I’ve read far too much about living longer and stronger and staying in my prime with this singular result: for the past decade or so I have started my day with a power shake with protein powder and flax meal thanks to a long out-of-print guide to eating according to the circadian rhythms.
And with a half dozen sign language books under my belt, the best I can conjure up is “I love you”—not always the most appropriate phrase in the work place.
All the parenting books have been passed along to my siblings whose children I hope have benefited.
And those volumes dedicated to language – spelling and grammar – occasionally see the light of day when spell check or the online synonym finders fail me.

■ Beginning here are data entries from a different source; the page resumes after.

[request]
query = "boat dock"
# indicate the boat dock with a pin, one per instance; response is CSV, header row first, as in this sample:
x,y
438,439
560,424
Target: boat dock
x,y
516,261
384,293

At the risk of playing favorites, I will take this leap to declare my gratitude for Dan Solin’s series of personal finance books. His The Smartest Investment Book You’ll Ever Read (2006) saved my financial butt during those years of tumult in the stock market and the resulting recession. Sure I lost a little, but nothing compared to what I might have without the help of his book. We published The Smartest 401(k) Book You’ll Ever Read in 2008 but I, of course, had a year’s jump on this before it hit the marketplace and was able to re-jig my own pension plan to some notable advantage just as things in the financial sector were imploding. In 2009, as I entered my seventh decade of life on earth, The Smartest Retirement Book You’ll Ever Read captured my interest. (It is often said in my professional circles that we publish subjects in which we are personally interested and hope that there are enough consumers sharing those interests to make the investment pay off.) I learned pretty quickly that one can’t start to plan too early for this sort of thing. I encourage my younger staff members to heed the advice that I wish had been available in my 20s and 30s. But still, Dan’s book assured me that late is better than never.
Now, as The Smartest Portfolio You’ll Ever Own hits the market, I find myself embracing heretofore enigmatic notions of the Fama-French three-factor model (market, size, and value), the perils of stock picking and marketing timing, the meaning of standard deviation, passive management (which is so much more powerful than the term might imply), asset allocation, and rebalancing. But, what’s most important to me is that my level of anxiety about money is manageable since I don’t find myself subject to the whims of the stock market or succumbing to the dire news that spews forth from CNBC, Fox Business, Bloomberg, and other financial media on a daily basis.
I promise all the other authors who we publish that in future blogs I’ll be sure to tell readers how I choose to be happy, why I know that dyslexia is a gift, how to make wrinkles disappear without surgery, why hoarding starts – and how to stop it, and the countless other self-improvement techniques that have added immeasurably to my life – and to the tens of thousands of readers of their books.